Britain, together with Russia and the USA, were signatories to the 1994 Budapest Memorandum which guaranteed Ukraine protection of its sovereignty and territorial integrity in exchange for giving up one of the largest nuclear arsenals in Europe.  Neither the UK, however, nor other western countries reacted adequately to Russia’s invasion of Ukraine. 

The UK has, however, since taken a strong stand in supporting sanctions against Russia, imposed after Russia’s aggression in eastern Ukraine and the downing by Kremlin-backed militants of the Malaysian MH17 airliner on July 17, 2014. 

Britain’s robust position was greatly appreciated, as was its acknowledgement of the grave human rights concerns in Crimea under Russian occupation.  

What Johnson thinks appears to depend on the circumstances.  Certainly, in an article from December 2015, while advocating fighting on the same side as Putin and Bashar Assad in Syria, he was at least critical of Putin (though later effusive in his praise of Putin’s bloody Syrian campaign which is believed by human rights NGOs, like Amnesty International, to have sometimes targeted civilians). 

It is, however, the Johnson of the Leave campaign whom the UK’s new Prime Minister has seen the need to appoint to a high-ranking post in her government, and his position on Ukraine and Crimea are therefore seriously alarming. 

Any blinkered presentation of Russia’s invasion of Crimea and the pseudo-referendum used to justify annexation flies in the face of the facts and begs the question of why Russia needed to bring in all its Eurosceptic friends from the far-right and far-left to act as ‘observers’.
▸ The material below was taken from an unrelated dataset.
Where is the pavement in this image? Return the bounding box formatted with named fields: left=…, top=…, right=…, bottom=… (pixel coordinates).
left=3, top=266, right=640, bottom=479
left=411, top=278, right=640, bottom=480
The abductions and disappearances began after annexation and are continuing with the latest victim – Ervin Ibragimov – a prominent Crimean Tatar activist.

The Crimean Tatars, the main indigenous people of Crimea, faced persecution from the outset and this has now escalated with the criminalization of the Mejlis, or Crimean Tatar representative assembly. Three Crimean Tatars, including Akhtem Chiygoz, Deputy Head of the Mejlis, have been in detention for well over a year on surreal charges over the pre-annexation demonstration on Feb 26, 2014, which prevented Russia from carrying out a coup and seizure of power without deploying soldiers.

There are a number of Crimean opponents of annexation in Russian prisons, including renowned Ukrainian filmmaker Oleg Sentsov.  In Crimea, 14 Muslims, almost all Crimean Tatars, have so far been arrested and face huge sentences on totally fabricated charges.  Other Ukrainians, including Mejlis leader Ilmi Umerov and journalist Mykola Semena are facing prison sentences for what Russia labels as “public calls to violate Russian territorial integrity”, otherwise known as recognizing Crimea as Ukrainian and wanting its return to Ukraine. 

All of this, and much more, is the direct result not of the EU’s support for Ukraine, but of Russia’s invasion and annexation of Crimea.